Ребята все-таки довели его до крыльца и хотели даже войти с ним в комнату, но он повторил:
— Вы идите, ребята, работайте, я полежу немного и приду.
Они его раздражали, эти доброжелательные, славные парни, которые так хорошо, так заботливо к нему относились. Он бы, кажется, начал драться, если бы они не остановились на крыльце и не оставили его в покое. Они, испуганно на него глядя, дождались, пока он вошел в дом, а потом все-таки ушли. По крайней мере, выглянув в окно, он не увидел их возле дома. Тогда он, не снимая пальто, сел на кровать и положил голову на руки. Ему надо было подумать. Ему просто необходимо было подумать. А мысли кружились у него в голове как сумасшедшие, и ни на одной он не мог задержаться.
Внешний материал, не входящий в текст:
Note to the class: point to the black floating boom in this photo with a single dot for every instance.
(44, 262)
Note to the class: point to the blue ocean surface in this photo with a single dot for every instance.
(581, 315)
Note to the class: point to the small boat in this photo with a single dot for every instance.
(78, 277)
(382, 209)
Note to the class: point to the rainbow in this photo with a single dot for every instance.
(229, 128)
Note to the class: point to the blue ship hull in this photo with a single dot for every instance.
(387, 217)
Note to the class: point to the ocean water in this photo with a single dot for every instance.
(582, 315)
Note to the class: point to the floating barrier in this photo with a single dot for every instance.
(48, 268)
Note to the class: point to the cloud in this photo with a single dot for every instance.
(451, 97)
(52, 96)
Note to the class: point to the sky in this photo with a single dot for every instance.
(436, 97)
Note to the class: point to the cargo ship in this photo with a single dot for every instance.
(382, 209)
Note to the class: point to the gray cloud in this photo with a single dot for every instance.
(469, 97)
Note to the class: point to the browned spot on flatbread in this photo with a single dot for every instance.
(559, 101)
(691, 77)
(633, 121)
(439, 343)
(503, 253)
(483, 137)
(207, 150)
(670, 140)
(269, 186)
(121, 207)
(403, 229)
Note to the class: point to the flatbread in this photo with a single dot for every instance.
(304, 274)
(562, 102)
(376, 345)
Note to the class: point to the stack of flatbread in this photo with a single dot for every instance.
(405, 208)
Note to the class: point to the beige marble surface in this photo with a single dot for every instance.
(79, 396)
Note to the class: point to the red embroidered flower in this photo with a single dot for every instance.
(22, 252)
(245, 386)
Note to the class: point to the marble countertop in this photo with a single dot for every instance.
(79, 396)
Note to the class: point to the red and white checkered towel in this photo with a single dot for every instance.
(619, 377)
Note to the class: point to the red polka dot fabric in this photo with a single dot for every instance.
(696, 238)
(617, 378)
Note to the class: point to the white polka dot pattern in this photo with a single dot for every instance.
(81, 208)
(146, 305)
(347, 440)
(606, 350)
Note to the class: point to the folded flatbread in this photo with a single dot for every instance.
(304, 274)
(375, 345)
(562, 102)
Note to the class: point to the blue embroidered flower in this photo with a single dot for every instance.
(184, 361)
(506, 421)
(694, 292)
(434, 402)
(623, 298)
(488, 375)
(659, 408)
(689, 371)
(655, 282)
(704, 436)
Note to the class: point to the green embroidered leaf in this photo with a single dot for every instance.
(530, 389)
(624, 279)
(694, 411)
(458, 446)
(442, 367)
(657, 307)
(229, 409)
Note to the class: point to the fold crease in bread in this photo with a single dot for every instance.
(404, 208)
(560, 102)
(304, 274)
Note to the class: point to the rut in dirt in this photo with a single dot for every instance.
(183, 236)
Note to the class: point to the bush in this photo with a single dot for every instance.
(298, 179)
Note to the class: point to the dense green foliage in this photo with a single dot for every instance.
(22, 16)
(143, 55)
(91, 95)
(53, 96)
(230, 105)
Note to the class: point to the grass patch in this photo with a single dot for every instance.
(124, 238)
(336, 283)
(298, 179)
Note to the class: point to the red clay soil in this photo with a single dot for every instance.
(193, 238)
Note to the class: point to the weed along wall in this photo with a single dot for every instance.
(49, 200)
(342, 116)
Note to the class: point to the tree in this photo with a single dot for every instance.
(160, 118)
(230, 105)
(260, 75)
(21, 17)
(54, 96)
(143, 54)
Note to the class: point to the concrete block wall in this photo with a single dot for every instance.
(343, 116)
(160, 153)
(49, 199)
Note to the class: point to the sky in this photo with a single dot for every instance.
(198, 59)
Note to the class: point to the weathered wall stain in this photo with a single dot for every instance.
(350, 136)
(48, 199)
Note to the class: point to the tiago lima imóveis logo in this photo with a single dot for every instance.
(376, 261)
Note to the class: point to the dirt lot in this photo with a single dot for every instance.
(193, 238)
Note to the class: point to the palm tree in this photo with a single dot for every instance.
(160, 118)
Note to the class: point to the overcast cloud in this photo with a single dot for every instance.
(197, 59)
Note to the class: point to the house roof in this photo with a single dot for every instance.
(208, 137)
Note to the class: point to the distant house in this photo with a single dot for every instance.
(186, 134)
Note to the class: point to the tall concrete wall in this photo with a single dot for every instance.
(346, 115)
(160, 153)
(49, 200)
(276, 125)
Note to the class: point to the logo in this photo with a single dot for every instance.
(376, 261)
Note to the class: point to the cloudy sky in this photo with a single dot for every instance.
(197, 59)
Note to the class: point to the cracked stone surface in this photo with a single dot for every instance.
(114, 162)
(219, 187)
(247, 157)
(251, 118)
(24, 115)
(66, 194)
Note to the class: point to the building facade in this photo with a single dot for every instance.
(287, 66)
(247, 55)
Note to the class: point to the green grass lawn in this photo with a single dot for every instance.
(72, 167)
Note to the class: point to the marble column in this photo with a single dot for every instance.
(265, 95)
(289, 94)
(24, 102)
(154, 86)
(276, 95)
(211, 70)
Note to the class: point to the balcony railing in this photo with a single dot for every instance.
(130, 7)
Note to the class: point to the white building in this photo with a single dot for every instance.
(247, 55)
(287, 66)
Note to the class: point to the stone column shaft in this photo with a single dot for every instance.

«Надо успокоиться, надо успокоиться»,— повторил он несколько раз и будто загипнотизировал сам себя. В голове у него прояснилось.
Ох, лучше б не прояснялось у него в голове! Что за дурак он был все это время! Какой черт подшутил над ним, заставил его поверить, что здесь он в безопасности, что здесь его не настигнут?… Он стал вспоминать, как это получилось. Надо же! Вдруг ему почему-то показалось, что прошлой жизни как будто не было, что здесь он начал другую жизнь и поэтому за прошлое не должен отвечать.
«Нет, брат, ответишь,— с непонятным злорадством говорил он сам себе,— по прежней жизни за все рассчитайся до копеечки. А потом новую начинай».
За что рассчитываться-то, в сущности? За убийство? За грабеж? Но он не убивал и не грабил. Как докажешь?… Ведь даже братики сомневались. Они не позволяли себе сомневаться — и все-таки сомневались. Он это отлично чувствовал в том разговоре у Афанасия Семеновича. В сущности, правильно, если его засудят. Да, не убивал и не грабил. Но собирался. Если бы не пришла телеграмма, что братики едут, пошел и ограбил бы.
«Может быть, и убил бы?» — спросил он сам себя. «И убил бы,— ответил он сам себе,— если б, конечно, сложились обстоятельства. От растерянности, от того, что в таком деле нельзя сворачивать на половине пути… Виноват, виноват! — беззвучно кричал он сам себе и бил себя кулаками по вискам.— Нечего было дружить с бандитом, и брать у него деньги, и становиться в зависимость от него!»
«Но ведь все-таки не грабил, не убивал…» — повторял внутри какой-то очень слабый голос. «Случайно,— отвечал он сам себе,— и твоей заслуги тут ни на грош… Что полагается за это? — продолжал он думать.— Пятнадцать лет, наверное. Или расстрел…» Почему-то ни годы тюрьмы, ни расстрел его не пугали. Если, скажем, пятнадцать лет тюрьмы… Что ж тут такого! Заслужил, и обижаться не на что. У него путались мысли. То он вспоминал, что все-таки не грабил и не убивал, то забывал об этом. Не тюрьма его пугала и не расстрел. Ему страшно было встречаться с людьми. С Лией Матвеевной. С директором лесопункта. С двумя парнями из мастерской. С Лешкой!… Когда он вспомнил о Лешке, у него даже голова закружилась. Лешка будет смотреть на него как на грабителя и убийцу. Лешка, который так просто ему поверил, который принес в мастерскую хлеб и колбасу, чтобы ему, Петьке, не пришлось лечь спать голодным.